News & Media

Faces of CFA: Acting VMO Meaghan Cooper

  • Meaghan lighting last burn of the 2014-15 season
  • Burn Controller, Cape Otway Burn Camp 2015

By: Leith Hillard

Category: People

  3.22 PM 19 May, 2016

Location: District 4 News, District 5 News, District 6 News, District 7 News

Views: 1827

What are your CFA roles?

I’ve been a Planned Burn Resource Coordinator since November 2015 and, since early April, I’ve been the Acting Vegetation Management Officer for districts six and seven. It’s a big opportunity.

I’m also a volunteer at Barongarook West. My brigade is very supportive of planned burning and knows that it’s my passion.

Why did you join?

I started my volunteering with SES 10 years ago and did a lot of courses, then took annual leave and leave without pay because I knew that I wanted to get into emergency management. That led me to a job as a Municipal Fire Prevention Officer with Colac Otway Shire before I joined Colac Fire Brigade as a volunteer.

I took a really keen interest in reducing the bushfire risk in the landscape and understanding fire, so becoming an operational CFA member was a stepping stone to learn more about fire behaviours in different landscapes and vegetation types.

What was the first incident that made an impact on you?

I went on a strike team to the Grampians in 2013 and it was an eye opener looking at the operational structure on the ground.

DELWP were doing some strategic burns and I found it absolutely fascinating to see how the different agencies do things.

What incident has had the greatest impact on you?

It was an SES incident – a drunk driver had a head-on with a family. I had to perform CPR on an 18-month-old boy but unfortunately he didn’t make it. I got home about 2am and woke up my three children hugged them and told them I loved them.

It happened on a road I drive down a few times a week. The family has since put a cross on the side of the road and I remember the incident every time I pass by.

What CFA training have you got the most out of?

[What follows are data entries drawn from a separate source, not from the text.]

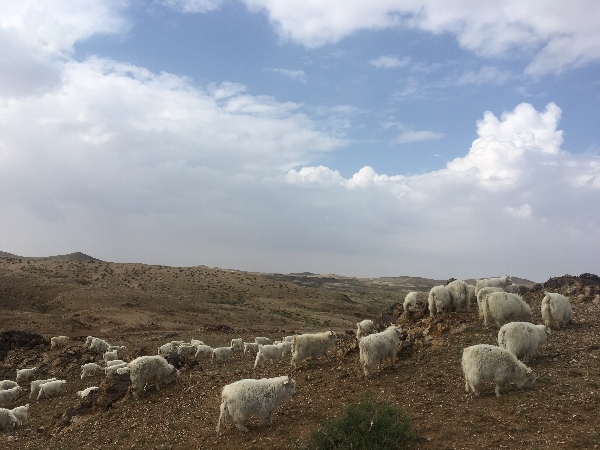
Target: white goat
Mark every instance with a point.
(245, 398)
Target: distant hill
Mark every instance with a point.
(520, 281)
(77, 256)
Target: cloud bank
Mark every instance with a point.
(555, 36)
(125, 164)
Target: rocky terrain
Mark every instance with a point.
(143, 306)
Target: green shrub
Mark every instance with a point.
(364, 427)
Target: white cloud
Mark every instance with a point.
(122, 163)
(557, 36)
(440, 221)
(390, 62)
(415, 136)
(485, 75)
(52, 27)
(194, 6)
(522, 212)
(295, 75)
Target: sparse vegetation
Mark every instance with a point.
(364, 426)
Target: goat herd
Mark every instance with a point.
(496, 300)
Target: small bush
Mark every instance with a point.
(364, 427)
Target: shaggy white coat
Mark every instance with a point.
(21, 413)
(114, 362)
(250, 397)
(471, 293)
(556, 310)
(482, 295)
(110, 356)
(89, 369)
(410, 301)
(363, 328)
(50, 389)
(237, 344)
(493, 282)
(268, 353)
(459, 295)
(439, 300)
(221, 353)
(484, 362)
(375, 347)
(35, 387)
(250, 347)
(311, 345)
(88, 341)
(150, 369)
(523, 338)
(111, 371)
(187, 350)
(8, 395)
(502, 307)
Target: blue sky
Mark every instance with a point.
(438, 139)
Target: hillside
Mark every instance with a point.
(143, 306)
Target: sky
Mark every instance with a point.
(433, 138)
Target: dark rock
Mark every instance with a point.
(112, 388)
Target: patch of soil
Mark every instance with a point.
(559, 411)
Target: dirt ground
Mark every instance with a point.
(143, 307)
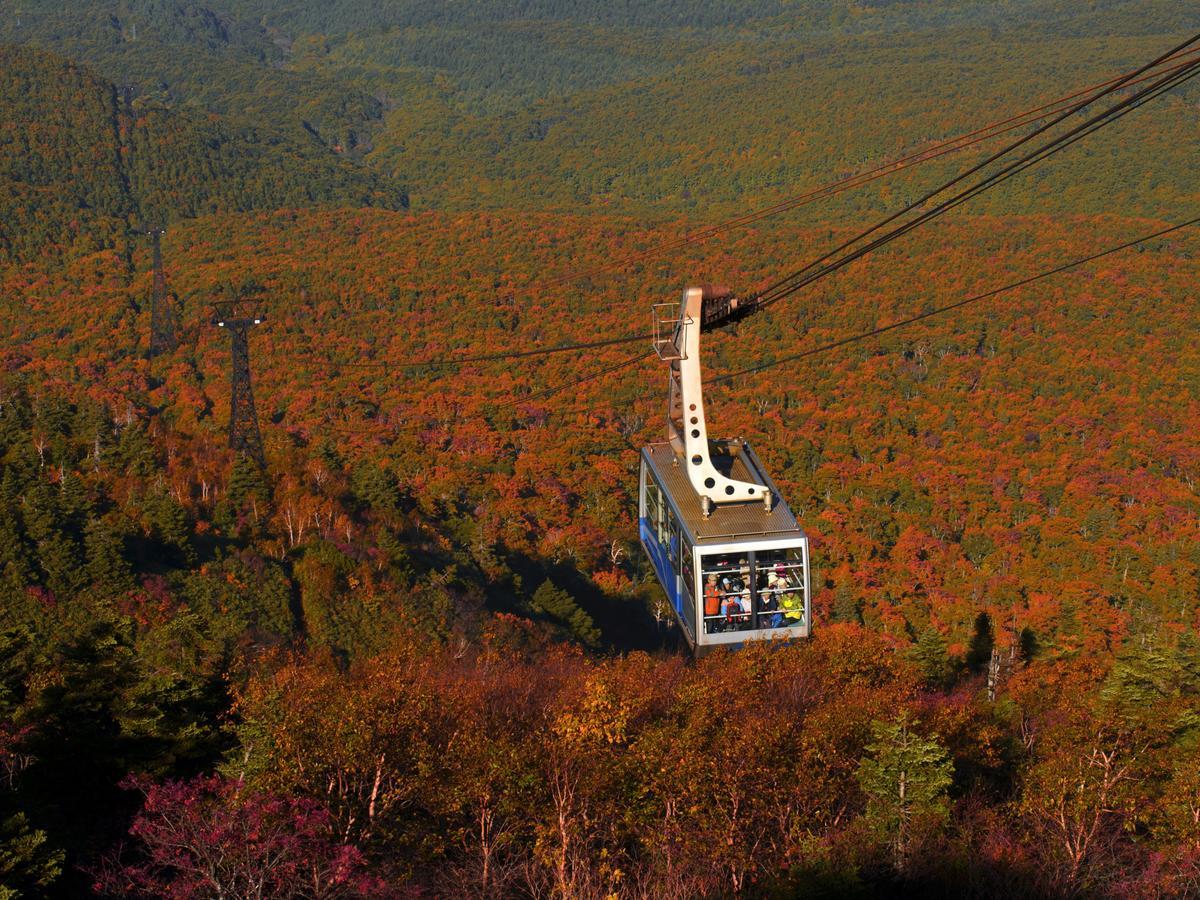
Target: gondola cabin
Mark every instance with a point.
(726, 549)
(739, 574)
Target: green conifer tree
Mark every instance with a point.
(559, 606)
(906, 780)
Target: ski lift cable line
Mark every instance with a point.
(785, 287)
(814, 271)
(853, 339)
(1181, 67)
(949, 307)
(952, 145)
(859, 179)
(768, 295)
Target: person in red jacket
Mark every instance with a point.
(712, 603)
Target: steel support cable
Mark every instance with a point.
(937, 150)
(1092, 127)
(766, 295)
(1175, 75)
(828, 190)
(952, 145)
(949, 307)
(1107, 117)
(853, 339)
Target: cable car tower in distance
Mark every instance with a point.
(726, 549)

The training at CFA is second to none and so is the support. You can’t go past training in the environment. Fire is a living, breathing thing and you have to respect it. If you’re burning, you’re learning.

The planned burning and vegetation management sector is male dominated but there’s been nothing but encouragement and complete and utter respect as I develop my skill.

What has been your volunteering highlight?

I was at the Cape Otway burn camp for the first time three years ago. Mike Evans put me on with a drip torch and that’s where I got the planned burning bug. He’s said that I have a knack with fire and reading fire. He and Ian Morrison saw something in me and have mentored me ever since.

Last year I again attended the Cape Otway Burn camp as a volunteer and was assigned the ignition commander role. Mike trusted me to choose the lighting patterns and it was very satisfying to be given that accountability and then achieve the goals.

There were career staff on my lighting crew and they were rapt and got so much out of it. They were very encouraging.

My volunteering has helped me achieve my career goals. If I hadn’t joined the brigade, I wouldn’t be where I am now. Three years ago I was brand new to planned burning and now I’m mentoring, and that’s because of the support.

What has been the highlight in your paid role?

Being entrusted to undertake the Acting Vegetation Management role. With hard work and determination, anyone can achieve their goals.